So I understand your arguments for not having nrow() and ncol() in base, but is it therefore considered not the Julian way to define my own little helper functions in code that happens to not extend the matrix size (like lots of linear algebra does?).  I would still want to make the case for readablility. 

Cheers, 

---david

John Myles White

unread,
Dec 6, 2013, 8:12:55 PM12/6/13
to julia...@googlegroups.com
You’re always welcome to do what you want in your own code.

I’ve been a big fan of standardized idioms for a while now and, now that I work at a company with thousands of people sharing a single codebase, I’m violently in favor of removing subjective decision-making from coding whenever possible. So I would discourage using nrow and ncol personally, but it’s not really the Julian way to tell people what to do in their private work.

— John

Harlan Harris

unread,
Dec 6, 2013, 8:40:06 PM12/6/13
to julia...@googlegroups.com
I gotta say, for DataFrames, the size(,1/2) thing really feels puzzling to me. Unlike with general arrays (and DataArrays), the dimensions are really drastically qualitatively different, not just a property of how a matrix is laid out in memory. If nrow/ncol seem like bad ideas, I'll repeat my nvars/nobs suggestion. 

John Myles White

unread,
Dec 6, 2013, 8:44:13 PM12/6/13
to julia...@googlegroups.com
I’m pretty opposed to that, but if you feel sufficiently strongly we can put them.

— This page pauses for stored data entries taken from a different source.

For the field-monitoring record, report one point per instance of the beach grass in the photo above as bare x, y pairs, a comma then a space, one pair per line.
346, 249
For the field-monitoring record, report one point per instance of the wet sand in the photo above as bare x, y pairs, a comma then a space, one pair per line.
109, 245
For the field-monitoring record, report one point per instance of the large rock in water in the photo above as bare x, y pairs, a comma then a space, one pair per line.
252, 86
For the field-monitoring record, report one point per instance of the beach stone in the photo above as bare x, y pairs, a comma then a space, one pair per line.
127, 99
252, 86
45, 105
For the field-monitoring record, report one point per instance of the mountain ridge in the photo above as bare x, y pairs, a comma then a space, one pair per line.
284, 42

That does mean we can’t use those variable names, though.

Even though I agree size(, 1) and size(, 2) are different here, we have to adopt that nomenclature for things like mean(df, 2) to ensure that we track Julia’s idioms properly.

— John

Harlan Harris

unread,
Dec 7, 2013, 12:05:57 PM12/7/13
to julia...@googlegroups.com
Not sure how to best make this decision...! I'm just in the camp of finding 1s and 2s to be good ways of breaking my flow, while either reading or writing code.

What about a symbol-based solution, ala size(df, :obs) or size(df, :vars) that only works for DataFrames?




John Myles White

unread,
Dec 7, 2013, 12:09:19 PM12/7/13
to julia...@googlegroups.com
I like that approach a whole lot more. It’s still a little weird, but it feels Julian at least.

For me the trouble is that we’re going to end up committing to some of these decisions forever, which makes me want to be really conservative. I found size(, 1) confusing at first, but am now totally fluent in it.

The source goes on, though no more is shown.